Índice

Título
Índice
Índice
Título

Filosofia

Inside Fluid Attacks' AI SAST workflow for finding CVE candidates

cover-ai-sast-cve-candidates-workflow (https://unsplash.com/photos/a-close-up-of-a-microscope-O1Trld5iYho)
Felipe Ruiz

Redator e editor de conteúdo

9 min

A finding generated by an AI SAST scanner is only the beginning of a vulnerability report. Before it can help a maintainer fix code, support a CVE request or become a public advisory, researchers have to answer hard questions: Is the reported path reachable? Is the input attacker-controlled? Are there effective sanitization, escaping, validation, or authorization in place? Does the behavior affect a published and supported product?
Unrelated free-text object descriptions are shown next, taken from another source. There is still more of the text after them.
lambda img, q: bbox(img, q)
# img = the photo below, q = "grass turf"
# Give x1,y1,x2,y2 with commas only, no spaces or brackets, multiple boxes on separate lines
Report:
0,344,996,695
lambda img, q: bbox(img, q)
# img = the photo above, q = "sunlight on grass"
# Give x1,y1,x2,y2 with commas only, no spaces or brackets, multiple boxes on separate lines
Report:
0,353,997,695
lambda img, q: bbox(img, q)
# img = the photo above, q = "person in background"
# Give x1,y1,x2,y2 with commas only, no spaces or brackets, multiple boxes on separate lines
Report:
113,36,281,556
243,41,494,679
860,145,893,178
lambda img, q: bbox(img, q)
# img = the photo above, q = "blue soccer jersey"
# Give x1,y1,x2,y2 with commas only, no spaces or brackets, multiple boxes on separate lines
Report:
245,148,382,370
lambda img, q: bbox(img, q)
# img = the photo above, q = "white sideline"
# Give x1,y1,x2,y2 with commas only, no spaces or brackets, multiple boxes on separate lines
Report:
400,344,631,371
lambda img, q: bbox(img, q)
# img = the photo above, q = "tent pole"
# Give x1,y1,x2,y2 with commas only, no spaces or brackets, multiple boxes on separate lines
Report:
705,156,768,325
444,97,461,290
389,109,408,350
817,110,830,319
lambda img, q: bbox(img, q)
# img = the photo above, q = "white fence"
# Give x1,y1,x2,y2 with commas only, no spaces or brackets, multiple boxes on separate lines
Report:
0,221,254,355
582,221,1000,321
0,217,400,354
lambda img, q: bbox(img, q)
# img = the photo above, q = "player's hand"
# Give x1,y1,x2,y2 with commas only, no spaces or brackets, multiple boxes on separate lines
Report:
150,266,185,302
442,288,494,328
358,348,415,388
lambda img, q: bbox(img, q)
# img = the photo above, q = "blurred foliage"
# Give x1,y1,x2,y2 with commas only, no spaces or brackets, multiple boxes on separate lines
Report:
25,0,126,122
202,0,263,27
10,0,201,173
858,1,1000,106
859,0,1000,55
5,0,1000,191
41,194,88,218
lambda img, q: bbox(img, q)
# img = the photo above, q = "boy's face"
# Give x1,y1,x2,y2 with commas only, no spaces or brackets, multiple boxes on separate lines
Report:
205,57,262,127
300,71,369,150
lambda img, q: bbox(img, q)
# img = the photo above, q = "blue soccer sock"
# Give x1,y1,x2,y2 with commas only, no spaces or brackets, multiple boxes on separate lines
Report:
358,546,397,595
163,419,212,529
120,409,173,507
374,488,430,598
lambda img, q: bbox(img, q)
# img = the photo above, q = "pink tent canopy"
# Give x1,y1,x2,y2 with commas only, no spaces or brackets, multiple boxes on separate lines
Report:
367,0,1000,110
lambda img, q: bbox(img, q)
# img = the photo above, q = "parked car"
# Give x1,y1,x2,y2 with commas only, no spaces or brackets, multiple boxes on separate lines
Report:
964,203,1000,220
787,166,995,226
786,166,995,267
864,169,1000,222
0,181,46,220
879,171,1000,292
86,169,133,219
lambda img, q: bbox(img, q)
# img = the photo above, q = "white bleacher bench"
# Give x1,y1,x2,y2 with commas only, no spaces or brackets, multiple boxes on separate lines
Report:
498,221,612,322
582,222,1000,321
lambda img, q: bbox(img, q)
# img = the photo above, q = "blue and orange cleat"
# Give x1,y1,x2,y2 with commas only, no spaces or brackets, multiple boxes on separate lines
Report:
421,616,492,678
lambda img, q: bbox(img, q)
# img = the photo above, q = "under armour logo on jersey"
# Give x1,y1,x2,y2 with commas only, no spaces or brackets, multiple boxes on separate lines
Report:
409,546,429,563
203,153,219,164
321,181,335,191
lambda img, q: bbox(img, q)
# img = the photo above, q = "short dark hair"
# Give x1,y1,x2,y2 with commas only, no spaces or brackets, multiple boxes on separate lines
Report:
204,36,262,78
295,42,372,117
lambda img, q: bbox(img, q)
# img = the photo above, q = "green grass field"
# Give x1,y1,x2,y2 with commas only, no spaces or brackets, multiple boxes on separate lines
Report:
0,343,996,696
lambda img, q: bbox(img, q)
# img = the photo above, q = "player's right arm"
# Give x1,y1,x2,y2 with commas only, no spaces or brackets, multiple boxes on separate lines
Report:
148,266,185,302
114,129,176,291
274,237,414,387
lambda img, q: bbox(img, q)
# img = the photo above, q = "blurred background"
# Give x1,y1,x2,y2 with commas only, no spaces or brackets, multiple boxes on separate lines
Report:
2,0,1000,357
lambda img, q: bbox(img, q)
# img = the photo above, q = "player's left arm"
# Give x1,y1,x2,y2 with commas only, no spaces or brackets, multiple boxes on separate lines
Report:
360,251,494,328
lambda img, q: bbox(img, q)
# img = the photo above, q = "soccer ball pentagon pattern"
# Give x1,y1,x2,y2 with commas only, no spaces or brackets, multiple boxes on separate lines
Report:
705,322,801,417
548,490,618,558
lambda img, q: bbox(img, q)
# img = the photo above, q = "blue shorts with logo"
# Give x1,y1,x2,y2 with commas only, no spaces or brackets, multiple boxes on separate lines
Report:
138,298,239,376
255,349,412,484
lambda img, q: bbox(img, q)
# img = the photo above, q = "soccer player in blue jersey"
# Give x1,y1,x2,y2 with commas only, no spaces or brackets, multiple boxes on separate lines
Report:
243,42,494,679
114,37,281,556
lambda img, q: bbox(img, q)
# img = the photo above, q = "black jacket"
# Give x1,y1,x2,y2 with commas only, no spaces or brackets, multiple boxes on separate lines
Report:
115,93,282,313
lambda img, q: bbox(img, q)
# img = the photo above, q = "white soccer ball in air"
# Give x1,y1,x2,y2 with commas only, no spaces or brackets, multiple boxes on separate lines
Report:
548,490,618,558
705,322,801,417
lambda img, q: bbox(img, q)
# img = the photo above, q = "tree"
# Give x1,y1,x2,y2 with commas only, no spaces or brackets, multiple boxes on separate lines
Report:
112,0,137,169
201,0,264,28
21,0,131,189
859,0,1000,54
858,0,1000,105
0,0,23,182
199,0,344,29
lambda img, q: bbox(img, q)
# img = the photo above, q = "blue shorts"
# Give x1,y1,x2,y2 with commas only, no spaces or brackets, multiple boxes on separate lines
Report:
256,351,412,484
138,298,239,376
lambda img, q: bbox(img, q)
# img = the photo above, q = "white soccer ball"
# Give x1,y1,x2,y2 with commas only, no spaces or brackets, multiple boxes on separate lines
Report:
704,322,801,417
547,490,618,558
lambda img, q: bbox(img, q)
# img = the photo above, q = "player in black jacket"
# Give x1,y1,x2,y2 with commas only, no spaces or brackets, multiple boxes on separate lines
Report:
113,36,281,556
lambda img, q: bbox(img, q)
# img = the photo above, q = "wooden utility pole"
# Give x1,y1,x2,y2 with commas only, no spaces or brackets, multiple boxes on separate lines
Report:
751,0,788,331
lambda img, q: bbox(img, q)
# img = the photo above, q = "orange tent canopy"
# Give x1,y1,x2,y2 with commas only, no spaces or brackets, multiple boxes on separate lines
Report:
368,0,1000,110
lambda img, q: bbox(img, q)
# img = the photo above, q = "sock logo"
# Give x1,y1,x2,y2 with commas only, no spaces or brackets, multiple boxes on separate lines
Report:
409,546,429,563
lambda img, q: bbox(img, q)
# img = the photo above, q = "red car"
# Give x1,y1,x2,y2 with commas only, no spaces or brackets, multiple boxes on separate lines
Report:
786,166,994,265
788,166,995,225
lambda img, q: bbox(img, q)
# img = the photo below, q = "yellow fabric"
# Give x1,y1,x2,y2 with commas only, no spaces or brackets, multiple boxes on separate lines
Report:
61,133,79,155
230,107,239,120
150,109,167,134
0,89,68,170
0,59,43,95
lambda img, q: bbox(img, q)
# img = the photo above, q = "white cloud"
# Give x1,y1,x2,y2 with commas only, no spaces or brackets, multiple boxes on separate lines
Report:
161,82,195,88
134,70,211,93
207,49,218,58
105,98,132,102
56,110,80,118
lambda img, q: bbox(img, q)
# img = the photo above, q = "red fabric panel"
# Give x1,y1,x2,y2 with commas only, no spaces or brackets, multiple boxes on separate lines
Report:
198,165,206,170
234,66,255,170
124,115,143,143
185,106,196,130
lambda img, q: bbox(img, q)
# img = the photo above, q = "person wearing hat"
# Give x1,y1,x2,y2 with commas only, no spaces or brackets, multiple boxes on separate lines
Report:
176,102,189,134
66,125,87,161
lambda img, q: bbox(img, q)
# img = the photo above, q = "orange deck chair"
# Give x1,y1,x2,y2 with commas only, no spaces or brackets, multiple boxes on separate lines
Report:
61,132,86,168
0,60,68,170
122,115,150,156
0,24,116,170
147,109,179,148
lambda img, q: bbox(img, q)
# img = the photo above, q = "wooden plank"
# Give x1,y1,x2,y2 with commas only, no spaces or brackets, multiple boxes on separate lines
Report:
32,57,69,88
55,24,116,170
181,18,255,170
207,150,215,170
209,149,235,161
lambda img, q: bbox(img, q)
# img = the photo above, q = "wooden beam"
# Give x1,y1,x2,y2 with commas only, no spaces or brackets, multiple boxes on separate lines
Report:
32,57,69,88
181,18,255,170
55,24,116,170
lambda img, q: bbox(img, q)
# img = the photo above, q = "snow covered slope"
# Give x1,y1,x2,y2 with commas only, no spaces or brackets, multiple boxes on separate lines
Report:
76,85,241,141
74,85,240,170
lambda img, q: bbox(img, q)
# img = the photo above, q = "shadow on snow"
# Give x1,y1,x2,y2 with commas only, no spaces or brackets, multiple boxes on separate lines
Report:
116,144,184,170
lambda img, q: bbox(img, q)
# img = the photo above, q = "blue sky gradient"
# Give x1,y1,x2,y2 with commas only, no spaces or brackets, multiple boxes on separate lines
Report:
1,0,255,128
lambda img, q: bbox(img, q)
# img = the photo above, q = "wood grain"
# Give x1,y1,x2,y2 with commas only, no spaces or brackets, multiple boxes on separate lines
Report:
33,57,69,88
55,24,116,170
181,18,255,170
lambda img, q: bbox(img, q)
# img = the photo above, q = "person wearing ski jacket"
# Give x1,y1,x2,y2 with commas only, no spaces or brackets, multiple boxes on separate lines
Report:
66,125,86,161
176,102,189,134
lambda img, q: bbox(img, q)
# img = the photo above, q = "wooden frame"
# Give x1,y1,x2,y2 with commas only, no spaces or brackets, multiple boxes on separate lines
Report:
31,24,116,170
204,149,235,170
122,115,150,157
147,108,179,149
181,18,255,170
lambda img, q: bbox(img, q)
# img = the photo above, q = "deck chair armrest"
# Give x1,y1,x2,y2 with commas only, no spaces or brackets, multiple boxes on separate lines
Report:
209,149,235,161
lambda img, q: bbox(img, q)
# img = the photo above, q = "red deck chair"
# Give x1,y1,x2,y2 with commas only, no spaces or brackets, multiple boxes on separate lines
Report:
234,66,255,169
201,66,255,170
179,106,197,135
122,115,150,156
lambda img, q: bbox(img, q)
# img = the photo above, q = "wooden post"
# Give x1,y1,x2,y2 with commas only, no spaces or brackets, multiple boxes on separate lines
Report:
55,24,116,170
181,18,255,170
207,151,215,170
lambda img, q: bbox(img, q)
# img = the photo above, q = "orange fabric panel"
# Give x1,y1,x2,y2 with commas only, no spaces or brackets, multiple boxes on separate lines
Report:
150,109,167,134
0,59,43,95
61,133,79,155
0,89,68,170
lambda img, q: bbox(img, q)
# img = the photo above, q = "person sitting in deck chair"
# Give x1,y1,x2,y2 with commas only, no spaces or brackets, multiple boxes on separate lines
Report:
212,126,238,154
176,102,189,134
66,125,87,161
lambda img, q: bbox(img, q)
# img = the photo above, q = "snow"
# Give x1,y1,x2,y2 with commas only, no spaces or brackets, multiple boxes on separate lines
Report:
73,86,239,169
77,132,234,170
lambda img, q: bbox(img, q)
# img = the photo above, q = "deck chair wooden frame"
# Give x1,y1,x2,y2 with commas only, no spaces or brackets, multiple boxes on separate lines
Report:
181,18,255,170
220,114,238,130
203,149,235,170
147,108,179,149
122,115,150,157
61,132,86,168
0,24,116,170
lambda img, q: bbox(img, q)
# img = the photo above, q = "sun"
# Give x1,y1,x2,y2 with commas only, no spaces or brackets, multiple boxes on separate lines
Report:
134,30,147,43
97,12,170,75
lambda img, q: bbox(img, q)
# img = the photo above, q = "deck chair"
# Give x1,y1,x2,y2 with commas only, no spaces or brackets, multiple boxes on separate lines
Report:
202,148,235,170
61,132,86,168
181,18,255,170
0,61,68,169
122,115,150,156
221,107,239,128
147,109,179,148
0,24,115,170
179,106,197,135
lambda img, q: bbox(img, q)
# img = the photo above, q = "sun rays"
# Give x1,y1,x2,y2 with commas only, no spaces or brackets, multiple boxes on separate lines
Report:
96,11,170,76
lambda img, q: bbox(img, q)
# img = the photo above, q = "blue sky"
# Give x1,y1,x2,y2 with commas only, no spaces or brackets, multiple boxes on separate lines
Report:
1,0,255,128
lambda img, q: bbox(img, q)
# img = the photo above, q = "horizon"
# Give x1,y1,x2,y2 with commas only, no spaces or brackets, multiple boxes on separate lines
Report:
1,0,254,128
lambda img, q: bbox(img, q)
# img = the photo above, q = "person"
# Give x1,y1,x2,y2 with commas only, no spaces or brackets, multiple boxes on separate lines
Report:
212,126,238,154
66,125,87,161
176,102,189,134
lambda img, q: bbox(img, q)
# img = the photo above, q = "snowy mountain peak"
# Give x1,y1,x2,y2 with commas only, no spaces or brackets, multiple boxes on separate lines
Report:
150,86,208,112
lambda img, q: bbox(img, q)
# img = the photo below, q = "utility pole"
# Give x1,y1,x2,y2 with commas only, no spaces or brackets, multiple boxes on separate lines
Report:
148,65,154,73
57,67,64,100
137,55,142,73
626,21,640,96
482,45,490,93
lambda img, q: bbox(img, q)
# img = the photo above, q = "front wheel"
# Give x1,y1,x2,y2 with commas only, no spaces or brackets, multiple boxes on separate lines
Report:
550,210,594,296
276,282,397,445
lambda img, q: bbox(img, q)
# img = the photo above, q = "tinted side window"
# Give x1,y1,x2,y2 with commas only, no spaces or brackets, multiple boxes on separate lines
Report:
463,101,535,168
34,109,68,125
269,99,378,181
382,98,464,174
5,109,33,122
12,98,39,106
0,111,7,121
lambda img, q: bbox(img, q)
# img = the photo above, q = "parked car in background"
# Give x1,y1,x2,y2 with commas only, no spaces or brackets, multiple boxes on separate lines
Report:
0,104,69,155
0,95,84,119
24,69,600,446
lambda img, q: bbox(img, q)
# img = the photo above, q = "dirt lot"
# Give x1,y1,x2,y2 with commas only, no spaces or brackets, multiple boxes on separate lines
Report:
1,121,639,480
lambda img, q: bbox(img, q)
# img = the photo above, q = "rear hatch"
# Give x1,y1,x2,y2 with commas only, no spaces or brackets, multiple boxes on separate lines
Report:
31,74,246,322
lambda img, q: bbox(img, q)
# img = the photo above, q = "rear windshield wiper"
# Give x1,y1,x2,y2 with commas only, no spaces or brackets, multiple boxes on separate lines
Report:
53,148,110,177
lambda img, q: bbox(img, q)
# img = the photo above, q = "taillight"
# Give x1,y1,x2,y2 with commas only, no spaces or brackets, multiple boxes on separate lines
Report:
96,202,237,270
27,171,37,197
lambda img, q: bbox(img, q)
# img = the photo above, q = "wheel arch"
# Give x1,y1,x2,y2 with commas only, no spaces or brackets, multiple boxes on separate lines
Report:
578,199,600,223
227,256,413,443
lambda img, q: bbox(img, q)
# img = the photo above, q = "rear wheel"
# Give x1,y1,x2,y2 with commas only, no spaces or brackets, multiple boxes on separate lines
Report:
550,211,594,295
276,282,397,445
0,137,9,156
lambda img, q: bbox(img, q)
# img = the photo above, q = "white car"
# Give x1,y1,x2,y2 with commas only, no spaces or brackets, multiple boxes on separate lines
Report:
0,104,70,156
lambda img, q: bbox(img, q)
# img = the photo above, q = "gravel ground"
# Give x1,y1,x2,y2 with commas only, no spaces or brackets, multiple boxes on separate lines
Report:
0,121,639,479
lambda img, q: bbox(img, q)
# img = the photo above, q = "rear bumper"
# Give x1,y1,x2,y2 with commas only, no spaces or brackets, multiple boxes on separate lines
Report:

Can the impact be reproduced and explained clearly?

Those questions define the workflow behind recent vulnerabilities identified with Fluid Attacks' AI SAST scanner. Our scanner helps surface candidate findings in open-source repositories, but the public security outcomes depend on selecting projects with real ecosystem impact, analyzing code context, validating exploitability, discarding false positives, deduplicating repeated findings and coordinating disclosure through human analysts.

This blog post focuses on the open-source CVE research we are currently conducting with AI SAST. That research is an active experimentation effort on public repositories, not a claim that AI can replace vulnerability researchers. At the same time, AI SAST is already part of Fluid Attacks' offering to clients, where automated analysis, AI-assisted reasoning and expert support work together.

The distinction matters. In a highly scrutinized ecosystem such as open-source software, maintainers need more than an AI-generated alert. They need evidence, affected versions, a technical explanation, reproduction steps and a clear statement of impact. They also need reports that respect their scope, their threat model and the rules of coordinated vulnerability disclosure.

That is why Fluid Attacks treats AI SAST as part of a hybrid security workflow. The scanner is designed to reason about source code with more context than a traditional rule-based tool can usually handle. It can look beyond isolated patterns and help surface candidates involving source-to-sink flows, template rendering, data persistence, authorization checks and interactions across files. But security analysts still decide whether a finding is real, whether it qualifies as a CVE candidate and how it should be reported.

How the scanner moves from code to candidates

At a high level, the scanner does not ask a model to read an entire repository and guess where the vulnerabilities are. It first reduces the codebase into smaller units that can be analyzed with more precision. The first stage parses the repository and divides the code into functions, which are the units where many security-relevant behaviors can be observed: inputs are received, values are transformed, queries are built, templates are rendered and authorization checks are applied.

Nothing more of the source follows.